SCCCU only finances in Santa Cruz County and the home needs to be 20 years or younger (which excludes mobile homes). They are able to lend to people with I10's, meaning it is not necessary to have a social security number to obtain a mortgage. Read more about their program here . To see a list of parks that they will lend on, you will need to visit a local branch.

Manufactured Homes and Appreciation:

A negative stereotype about manufactured homes often steers buyers away: they tend to appreciate slower than stick-built homes, or worse, depreciate. Is this true?

In 2003, Consumers Union researched this question (see the report here ). Their analysis included an extensive literature review of previous work in the field, as well as primary research using data from the 1985-1999 American Housing Survey Panel and county appraisal data from three counties in Texas. Their analysis showed that manufactured home buyers may be able to make decisions which can improve the appreciation-potential of their investment. For example, in the study, land ownership, location, purchase price and maintenance expenditures are among the factors that predicted appreciation. On the whole manufactured homes appreciated 6% less a year than site built homes, but those packaged with the land appreciated similarly to site built homes. On average manufactured homes on leased land depreciated.

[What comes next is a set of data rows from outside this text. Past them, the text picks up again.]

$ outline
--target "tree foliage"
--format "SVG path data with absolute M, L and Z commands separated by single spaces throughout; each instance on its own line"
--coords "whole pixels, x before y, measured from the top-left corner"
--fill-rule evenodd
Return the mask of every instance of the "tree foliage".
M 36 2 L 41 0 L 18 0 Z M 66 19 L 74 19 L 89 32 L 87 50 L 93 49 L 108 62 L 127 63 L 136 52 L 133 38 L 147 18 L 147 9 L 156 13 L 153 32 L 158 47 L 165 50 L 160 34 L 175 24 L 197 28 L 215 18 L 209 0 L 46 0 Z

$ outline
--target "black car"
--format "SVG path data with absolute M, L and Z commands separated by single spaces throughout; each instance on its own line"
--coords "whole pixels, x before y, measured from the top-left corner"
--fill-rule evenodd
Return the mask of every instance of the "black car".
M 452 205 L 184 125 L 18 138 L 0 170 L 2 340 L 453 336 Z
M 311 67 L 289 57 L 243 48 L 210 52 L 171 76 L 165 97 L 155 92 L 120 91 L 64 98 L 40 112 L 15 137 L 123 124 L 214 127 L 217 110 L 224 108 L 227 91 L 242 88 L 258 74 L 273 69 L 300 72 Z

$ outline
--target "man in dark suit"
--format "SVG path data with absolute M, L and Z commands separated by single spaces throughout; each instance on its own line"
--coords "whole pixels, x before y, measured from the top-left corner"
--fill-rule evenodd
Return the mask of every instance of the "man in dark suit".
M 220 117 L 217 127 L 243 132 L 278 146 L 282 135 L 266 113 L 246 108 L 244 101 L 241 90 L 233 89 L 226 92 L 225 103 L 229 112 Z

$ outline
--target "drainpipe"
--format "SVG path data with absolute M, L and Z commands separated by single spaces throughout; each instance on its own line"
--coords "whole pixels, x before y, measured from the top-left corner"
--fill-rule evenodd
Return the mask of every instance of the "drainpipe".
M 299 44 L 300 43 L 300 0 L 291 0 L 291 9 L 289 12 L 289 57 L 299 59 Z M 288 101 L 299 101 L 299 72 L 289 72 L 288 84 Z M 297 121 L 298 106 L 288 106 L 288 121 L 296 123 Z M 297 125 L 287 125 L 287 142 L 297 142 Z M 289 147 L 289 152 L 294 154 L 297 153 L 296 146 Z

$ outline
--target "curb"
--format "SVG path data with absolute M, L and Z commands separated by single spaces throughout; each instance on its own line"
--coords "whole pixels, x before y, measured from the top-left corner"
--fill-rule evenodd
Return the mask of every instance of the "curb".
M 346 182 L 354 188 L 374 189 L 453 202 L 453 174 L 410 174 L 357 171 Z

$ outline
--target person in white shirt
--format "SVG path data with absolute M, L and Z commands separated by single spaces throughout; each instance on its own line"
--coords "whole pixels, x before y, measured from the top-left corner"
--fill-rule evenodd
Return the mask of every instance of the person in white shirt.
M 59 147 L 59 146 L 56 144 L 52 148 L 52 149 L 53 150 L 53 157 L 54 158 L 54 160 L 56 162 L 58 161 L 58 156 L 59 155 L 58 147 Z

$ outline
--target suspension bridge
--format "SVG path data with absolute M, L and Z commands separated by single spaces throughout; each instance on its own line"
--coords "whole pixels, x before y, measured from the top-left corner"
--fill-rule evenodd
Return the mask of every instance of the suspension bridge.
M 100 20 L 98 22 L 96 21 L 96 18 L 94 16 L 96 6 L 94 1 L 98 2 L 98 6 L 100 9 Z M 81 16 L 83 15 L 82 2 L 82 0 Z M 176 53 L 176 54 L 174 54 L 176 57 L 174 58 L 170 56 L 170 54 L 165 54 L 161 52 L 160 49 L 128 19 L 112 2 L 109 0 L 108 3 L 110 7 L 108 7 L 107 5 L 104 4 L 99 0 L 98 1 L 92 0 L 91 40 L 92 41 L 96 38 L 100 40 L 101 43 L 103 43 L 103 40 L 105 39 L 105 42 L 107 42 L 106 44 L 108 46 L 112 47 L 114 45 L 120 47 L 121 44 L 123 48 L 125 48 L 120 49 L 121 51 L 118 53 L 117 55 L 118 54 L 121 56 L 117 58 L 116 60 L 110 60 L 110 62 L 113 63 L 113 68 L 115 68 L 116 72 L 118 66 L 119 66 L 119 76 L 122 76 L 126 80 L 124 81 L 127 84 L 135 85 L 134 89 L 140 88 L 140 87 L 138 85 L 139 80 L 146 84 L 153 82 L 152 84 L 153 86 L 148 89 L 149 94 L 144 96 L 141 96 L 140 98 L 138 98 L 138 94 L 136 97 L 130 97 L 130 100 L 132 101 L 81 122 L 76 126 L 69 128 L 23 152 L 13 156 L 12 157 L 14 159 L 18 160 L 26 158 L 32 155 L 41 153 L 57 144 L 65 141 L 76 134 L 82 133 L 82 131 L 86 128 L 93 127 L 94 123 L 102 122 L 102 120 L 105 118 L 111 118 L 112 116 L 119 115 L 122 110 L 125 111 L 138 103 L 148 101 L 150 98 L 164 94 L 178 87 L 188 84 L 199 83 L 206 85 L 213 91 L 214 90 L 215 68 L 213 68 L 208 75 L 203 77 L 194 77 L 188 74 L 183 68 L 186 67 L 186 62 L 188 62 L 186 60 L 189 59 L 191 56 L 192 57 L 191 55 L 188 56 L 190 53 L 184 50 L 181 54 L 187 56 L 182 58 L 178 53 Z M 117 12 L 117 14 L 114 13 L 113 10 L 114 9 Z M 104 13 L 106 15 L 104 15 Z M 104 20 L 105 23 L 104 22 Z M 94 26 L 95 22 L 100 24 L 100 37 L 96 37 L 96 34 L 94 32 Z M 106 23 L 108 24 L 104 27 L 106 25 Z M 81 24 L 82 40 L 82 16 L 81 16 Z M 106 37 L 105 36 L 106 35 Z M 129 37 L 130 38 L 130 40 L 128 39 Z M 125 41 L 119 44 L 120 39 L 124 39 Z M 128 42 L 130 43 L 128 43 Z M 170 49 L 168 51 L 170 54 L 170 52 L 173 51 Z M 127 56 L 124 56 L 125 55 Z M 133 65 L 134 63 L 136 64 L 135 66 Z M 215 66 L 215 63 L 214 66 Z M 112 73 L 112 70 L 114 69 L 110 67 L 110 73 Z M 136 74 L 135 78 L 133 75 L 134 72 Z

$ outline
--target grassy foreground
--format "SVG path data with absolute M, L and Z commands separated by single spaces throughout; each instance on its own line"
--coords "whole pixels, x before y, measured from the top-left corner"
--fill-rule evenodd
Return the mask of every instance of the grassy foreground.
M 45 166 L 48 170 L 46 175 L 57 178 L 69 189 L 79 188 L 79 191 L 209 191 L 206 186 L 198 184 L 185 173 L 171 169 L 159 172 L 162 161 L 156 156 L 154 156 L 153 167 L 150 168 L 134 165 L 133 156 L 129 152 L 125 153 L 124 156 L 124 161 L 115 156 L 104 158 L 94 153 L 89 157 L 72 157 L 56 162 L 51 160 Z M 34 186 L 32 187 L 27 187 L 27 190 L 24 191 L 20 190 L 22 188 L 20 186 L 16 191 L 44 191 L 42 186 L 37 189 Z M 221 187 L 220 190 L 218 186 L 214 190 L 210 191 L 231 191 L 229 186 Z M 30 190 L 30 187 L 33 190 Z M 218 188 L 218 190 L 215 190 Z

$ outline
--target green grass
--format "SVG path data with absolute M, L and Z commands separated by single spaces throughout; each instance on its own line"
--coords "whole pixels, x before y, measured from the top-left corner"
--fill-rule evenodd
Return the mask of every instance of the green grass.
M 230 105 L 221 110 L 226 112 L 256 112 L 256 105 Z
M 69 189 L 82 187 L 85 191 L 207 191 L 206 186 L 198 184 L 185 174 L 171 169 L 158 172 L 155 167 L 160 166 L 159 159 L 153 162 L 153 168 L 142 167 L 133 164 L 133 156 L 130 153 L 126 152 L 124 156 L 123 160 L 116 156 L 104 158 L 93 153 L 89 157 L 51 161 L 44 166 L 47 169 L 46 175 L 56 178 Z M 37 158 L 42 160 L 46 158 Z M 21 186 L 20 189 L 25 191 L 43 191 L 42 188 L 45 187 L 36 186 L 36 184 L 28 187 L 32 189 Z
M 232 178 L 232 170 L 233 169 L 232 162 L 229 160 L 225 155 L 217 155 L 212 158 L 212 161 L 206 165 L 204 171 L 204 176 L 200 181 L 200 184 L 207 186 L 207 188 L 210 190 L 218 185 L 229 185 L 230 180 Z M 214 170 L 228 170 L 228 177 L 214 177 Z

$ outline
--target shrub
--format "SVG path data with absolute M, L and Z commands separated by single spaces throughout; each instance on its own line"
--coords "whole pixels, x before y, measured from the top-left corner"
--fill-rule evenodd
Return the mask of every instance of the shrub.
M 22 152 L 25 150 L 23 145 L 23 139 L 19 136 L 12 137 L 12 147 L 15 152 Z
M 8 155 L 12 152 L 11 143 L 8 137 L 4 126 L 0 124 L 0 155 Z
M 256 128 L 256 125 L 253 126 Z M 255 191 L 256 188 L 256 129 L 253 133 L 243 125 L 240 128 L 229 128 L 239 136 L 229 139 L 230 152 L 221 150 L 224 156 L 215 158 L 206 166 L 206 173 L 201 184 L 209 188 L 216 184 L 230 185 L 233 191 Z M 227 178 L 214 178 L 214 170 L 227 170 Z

Overall, the answer to this question is not straightforward, and in a location like Santa Cruz County, owning a manufactured home and the land underneath, in a highly desirable location is likely a good investment. However, the only way to really know would be to research the park you are interested in buying in. By analyzing sales-price trends and comparing them to average appreciation rates in the neighborhood, you can start to understand the investment-potential of a manufactured home in a given area.

We have monthly and annual local market data throughout the county and can help you with this analysis. If you are considering buying a manufactured home in Santa Cruz County, give us a call.

Legislative Corner

According to this article , more than a dozen bills designed to address the growing housing crisis in the California were signed into law on September 29th, 2017. These bills (15 in total) approach the crisis in a variety of ways. For example, Bills 166 and 167 are focused on streamlining the development process. Senate Bill 2 creates a permanent source of funding for affordable housing by, amongst other things, imposing a $225 fee on certain real estate transactions such as refinancing a mortgage. Assembly Bill 1505 allows local governments to require developers to include affordable rental units.

While commendable, this is just the beginning. As seen in the chart below, California needs 180,000 new homes each year to keep up with a growing population. It's estimated that these 15 legislative bills will add an additional 14,000 to the 100,000 currently being built. As members of the California Association of Realtor, we will continue to advocate for legislation aimed at increasing affordable housing without decreasing the advantages of homeownership.

Christine's Corner

If we could see air pollution, would we be more proactive about combatting it?

Project Air View is bringing Google and experts from various backgrounds together to map air pollution throughout California. Initially, Google teamed up with a San Francisco-based startup, Aclima, to map air-pollution levels throughout Oakland. Their team found that pollution tends to concentrate in specific "hot spots", and within a single block air pollution levels can vary dramatically. From these findings, researchers have created an interactive map to illustrate their findings.  Proj ect Air View is hoping to expand this research throughout California, and possibly beyond. 

Google's Street View cars are already driving around the country, and with new technology that can collect air pollution levels from the top of these cars, this project will likely scale up quickly. It may be that one day, while checking the weather from our smartphones, we will also be able to check the air quality on our block.

What are the implications for real estate decision making? In the future could property-pricing take air pollution measurements into account? Would this motivate entire neighborhoods to proactively combat air pollution?